The notion that his tenure in California provides a “model” for the country is risible.  Brown’s model is only any good if you can endorse his punitive assault on public libraries, public parks, public schools, public universities, care for children, and support for the young, the sick, the weak, and the poor.  He balanced the budget on the backs of the working class in a way that has eviscerated California’s civil society and has made some of our state’s most treasured institutions—like the University of California—dramatically more unequal places. 
Far from being novel, this is what Republicans in D.C. have been clamouring for.  Brown has totally ignored the democratic deficit in California, a deficit manifested in the infamous Prop 13 (with its supermajority requirements and tax restrictions), in the disjuncture between the power and responsibilities of voters, in the disconnected nature of the state’s formal and informal governing structures, and in the antiquated voting system California shares with the national government.  By selling his pet initiative as a “fix”, Brown has made it infinitely more difficult for future state leaders to explain to voters that no, nothing was really fixed, and we might need more from them.

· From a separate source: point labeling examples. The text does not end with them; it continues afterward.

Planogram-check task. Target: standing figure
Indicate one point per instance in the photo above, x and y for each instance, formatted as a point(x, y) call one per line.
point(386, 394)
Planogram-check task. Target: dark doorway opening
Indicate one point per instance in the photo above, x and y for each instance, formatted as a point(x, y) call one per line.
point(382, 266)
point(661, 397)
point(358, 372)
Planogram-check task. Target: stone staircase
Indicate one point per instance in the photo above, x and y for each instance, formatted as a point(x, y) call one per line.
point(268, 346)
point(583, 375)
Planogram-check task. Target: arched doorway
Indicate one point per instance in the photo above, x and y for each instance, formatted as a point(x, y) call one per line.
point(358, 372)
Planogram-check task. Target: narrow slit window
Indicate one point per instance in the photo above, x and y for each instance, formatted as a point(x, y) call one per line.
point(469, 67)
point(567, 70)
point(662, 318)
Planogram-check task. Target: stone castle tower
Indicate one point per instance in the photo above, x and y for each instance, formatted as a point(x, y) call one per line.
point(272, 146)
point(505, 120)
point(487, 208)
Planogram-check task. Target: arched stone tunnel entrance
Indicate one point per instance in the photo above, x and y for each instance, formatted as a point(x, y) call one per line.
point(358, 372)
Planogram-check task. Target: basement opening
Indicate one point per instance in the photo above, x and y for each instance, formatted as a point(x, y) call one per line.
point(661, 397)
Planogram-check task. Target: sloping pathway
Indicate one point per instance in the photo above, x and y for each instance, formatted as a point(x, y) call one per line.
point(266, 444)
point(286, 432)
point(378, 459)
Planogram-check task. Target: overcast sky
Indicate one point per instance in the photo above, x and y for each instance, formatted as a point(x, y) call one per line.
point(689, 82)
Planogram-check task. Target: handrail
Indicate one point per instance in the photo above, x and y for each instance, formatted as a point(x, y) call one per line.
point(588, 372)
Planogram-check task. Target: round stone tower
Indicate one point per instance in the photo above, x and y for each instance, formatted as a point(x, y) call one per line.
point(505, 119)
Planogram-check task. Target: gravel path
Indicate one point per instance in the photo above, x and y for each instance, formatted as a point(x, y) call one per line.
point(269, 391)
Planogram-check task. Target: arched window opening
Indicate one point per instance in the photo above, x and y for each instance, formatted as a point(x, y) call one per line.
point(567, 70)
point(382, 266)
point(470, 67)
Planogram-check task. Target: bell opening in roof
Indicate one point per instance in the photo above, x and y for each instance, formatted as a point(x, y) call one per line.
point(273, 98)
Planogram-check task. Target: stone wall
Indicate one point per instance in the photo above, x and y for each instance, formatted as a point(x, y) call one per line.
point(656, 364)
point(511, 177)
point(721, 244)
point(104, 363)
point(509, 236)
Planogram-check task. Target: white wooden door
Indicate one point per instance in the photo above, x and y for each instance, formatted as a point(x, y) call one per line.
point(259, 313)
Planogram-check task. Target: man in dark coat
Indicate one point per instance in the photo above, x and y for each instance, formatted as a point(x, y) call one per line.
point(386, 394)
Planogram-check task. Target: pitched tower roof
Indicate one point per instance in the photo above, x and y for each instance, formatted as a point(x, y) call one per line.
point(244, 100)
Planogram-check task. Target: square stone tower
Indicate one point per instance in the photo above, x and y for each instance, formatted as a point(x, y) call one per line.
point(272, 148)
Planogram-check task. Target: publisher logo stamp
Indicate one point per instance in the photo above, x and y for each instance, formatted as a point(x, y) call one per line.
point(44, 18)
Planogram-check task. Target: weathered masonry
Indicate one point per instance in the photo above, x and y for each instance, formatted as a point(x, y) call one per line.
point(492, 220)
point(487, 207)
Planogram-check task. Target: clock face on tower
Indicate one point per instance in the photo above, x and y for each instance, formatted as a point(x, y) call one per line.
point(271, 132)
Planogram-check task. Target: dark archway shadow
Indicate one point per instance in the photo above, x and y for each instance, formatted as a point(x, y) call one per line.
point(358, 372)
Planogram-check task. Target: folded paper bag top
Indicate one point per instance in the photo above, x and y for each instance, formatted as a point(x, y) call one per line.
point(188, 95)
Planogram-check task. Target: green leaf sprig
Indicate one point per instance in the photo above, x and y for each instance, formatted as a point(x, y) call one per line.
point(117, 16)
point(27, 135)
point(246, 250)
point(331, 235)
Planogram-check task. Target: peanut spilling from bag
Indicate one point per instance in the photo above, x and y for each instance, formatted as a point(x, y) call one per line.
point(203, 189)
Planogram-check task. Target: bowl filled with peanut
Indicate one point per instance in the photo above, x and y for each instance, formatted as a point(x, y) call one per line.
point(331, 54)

Brown has advanced the argument that tax increases in California should require a public vote (of course the same would not apply to cuts to social welfare), a move which is not only a signal abdication of responsibility on his own part, but which introduces an extraordinary degree of uncertainty into an already farcical political process.  He has also proved totally unwilling to do anything with the supermajorities his progressive coalition has won for his party.  Brown has justified the state’s retreat from responsibility in many spheres through his crackpot exposition of “subsidiarity”, which he promptly violates as he seeks to micromanage California’s Universities into marketplaces rather than institutes of higher learning.
The Los Angeles Times quoted Rose Ann DeMoro, a Brown political ally, as saying, “I think Jerry is precisely what America needs.  He has the courage of his convictions, which we haven’t seen in a very long while”. 

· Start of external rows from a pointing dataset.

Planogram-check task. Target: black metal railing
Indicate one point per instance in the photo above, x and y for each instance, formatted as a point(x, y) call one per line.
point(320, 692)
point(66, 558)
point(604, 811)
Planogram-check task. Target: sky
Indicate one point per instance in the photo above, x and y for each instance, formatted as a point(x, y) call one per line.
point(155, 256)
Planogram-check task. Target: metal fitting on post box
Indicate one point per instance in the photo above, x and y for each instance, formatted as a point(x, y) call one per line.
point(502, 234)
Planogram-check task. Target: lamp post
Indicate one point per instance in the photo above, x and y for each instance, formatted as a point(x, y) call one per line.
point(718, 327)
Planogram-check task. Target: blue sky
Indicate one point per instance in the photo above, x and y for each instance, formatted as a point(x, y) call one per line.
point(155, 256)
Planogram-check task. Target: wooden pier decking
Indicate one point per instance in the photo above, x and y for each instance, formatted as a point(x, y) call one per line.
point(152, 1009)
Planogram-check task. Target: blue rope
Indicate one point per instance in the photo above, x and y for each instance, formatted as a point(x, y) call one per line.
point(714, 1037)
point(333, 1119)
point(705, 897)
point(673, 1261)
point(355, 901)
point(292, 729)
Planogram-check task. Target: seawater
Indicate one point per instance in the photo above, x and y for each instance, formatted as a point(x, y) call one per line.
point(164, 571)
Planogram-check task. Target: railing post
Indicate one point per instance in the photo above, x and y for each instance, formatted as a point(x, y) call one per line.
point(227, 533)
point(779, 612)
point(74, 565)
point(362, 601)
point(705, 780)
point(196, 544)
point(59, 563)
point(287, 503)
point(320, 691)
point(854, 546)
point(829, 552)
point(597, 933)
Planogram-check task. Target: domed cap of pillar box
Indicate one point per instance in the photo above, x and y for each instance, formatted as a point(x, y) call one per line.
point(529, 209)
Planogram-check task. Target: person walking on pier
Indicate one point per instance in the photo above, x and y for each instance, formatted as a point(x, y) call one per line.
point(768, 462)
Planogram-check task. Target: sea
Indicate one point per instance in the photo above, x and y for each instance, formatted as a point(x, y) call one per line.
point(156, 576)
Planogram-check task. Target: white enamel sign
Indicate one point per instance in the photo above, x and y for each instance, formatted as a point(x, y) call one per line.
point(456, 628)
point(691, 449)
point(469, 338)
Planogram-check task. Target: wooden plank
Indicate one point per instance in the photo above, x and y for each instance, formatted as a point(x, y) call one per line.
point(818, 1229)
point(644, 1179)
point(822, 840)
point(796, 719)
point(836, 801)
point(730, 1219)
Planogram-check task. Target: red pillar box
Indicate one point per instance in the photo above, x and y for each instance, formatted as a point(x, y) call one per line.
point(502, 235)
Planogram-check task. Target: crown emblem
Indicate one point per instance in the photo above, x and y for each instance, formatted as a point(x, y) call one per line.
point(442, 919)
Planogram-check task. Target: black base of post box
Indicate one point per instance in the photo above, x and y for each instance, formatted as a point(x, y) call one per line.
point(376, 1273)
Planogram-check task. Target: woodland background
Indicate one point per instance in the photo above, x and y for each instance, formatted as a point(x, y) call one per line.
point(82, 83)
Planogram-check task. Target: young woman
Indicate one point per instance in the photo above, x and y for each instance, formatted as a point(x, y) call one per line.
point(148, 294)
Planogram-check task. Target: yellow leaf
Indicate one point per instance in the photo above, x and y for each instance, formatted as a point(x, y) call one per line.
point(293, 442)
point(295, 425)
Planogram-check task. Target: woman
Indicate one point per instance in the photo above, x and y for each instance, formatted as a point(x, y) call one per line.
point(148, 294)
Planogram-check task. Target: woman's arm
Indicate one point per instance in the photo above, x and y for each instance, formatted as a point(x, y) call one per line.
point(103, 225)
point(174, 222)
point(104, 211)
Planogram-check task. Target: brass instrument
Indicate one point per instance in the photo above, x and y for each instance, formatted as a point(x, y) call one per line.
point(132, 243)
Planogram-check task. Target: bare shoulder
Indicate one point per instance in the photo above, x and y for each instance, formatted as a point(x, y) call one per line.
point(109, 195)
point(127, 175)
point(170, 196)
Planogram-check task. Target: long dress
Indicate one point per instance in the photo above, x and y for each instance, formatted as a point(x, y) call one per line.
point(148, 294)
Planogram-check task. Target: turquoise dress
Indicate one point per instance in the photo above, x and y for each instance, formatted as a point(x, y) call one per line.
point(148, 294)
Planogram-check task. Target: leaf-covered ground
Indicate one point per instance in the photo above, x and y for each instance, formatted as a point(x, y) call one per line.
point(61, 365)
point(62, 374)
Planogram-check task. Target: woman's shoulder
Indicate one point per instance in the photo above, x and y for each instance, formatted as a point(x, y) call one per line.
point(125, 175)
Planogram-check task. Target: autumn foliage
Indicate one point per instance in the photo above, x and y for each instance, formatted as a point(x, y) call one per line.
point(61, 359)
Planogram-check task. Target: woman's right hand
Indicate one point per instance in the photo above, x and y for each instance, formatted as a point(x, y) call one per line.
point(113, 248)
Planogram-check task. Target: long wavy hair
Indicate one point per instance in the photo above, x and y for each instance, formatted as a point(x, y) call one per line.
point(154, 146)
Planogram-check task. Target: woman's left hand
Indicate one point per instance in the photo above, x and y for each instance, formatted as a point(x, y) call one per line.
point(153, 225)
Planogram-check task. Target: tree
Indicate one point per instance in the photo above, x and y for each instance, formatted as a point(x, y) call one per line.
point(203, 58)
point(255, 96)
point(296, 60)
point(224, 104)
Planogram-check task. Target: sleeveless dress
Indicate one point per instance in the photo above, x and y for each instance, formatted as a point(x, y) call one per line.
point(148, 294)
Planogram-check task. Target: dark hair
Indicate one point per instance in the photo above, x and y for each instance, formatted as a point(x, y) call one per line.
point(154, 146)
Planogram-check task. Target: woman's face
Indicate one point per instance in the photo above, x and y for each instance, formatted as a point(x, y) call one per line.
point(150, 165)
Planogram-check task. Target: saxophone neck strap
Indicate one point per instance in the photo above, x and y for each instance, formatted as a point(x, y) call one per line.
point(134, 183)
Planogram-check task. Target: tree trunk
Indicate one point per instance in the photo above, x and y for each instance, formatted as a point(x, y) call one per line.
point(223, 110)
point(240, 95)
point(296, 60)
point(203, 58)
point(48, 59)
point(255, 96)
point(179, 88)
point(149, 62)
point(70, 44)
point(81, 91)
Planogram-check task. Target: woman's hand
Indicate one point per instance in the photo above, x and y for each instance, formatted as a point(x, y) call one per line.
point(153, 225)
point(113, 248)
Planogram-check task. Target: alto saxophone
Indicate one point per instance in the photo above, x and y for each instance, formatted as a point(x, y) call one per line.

Not to put too fine a point on it, but DeMoro is nuts.  California has not become more governable under Jerry Brown.  It has become a place where our governing principles, our governing institutions, and our governors themselves are increasingly dysfunctional, deluded, and disordered.  We live in a place where corrupt prison quotas count for more than children, and where only an abjectly amoral cynic like Brown could thrive as a politician.  Brown governs with more myopic Zen than communitarian zest, more inspired by what the polls whisper than by what any moral compass tells him.
That he looks like an improvement over Hillary Clinton says more about how appalling the prospect of a Clinton Coronation is than about any qualities that our Governor brings to the table.  There are good, progressive candidates like Elizabeth Warren who are committed to an affirmative program that transcends their personal ambitions.  Brown offers no such commitment.  His most recent tenure in California has been a case study in political malpractice, and as maddening as the rest of the country might be, I wouldn’t wish Jerry Brown on anyone!